Calculate the weight of non-volatile solute having molecular weight 40, which should be dissolved in $57gm$ octane to reduce its vapour pressure to $80\%$.

• A. $47.2gm$
• B. $4gm$
• C. $106.2gm$
• D. none of these

Answer 1

Answer: (B)

$4gm$

Let the vapour pressure of pure octane be $p_1^0$.

Then, the vapour pressure of the octane after dissolving the non-volatile solute $=80/100$ $p_1^0=$ 0.8 $p_1^0$.

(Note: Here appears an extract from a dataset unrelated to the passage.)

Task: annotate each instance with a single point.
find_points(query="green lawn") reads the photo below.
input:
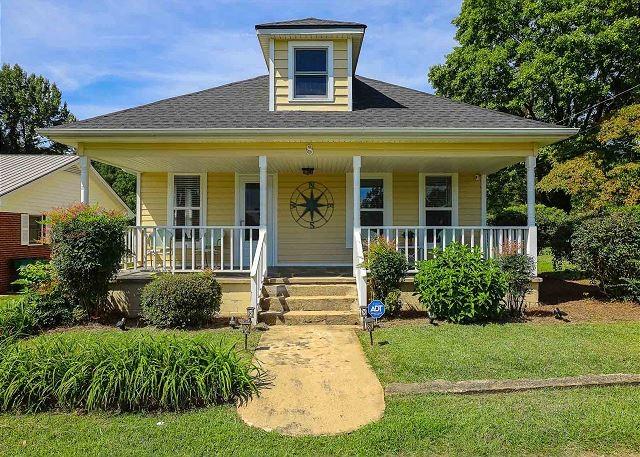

Molar mass of solute, $M_2=$ 40 g/mol

Mass of octane, $w_1=$ 114 g

Molar mass of octane, ($C_8{H}_{18}$), $M_1$ $=8\times 12+18\times 1=114$ g/mol

Applying the relation,

$\frac{p_1^0-p_1}{p_1^0}$ $=\frac{w_2\times M_1}{M_2\times w_1}$

$\frac{p_1^0-0.8p_1^o}{p_1^0}$ $=\frac{w_2\times 114}{40\times 57}$

⇒ $0.2p_1^0/p_1^0=w_2/20$

⇒ $0.2=w_2/20$

⇒ $w_2=4g$

Hence, the required mass of the solute is 4g.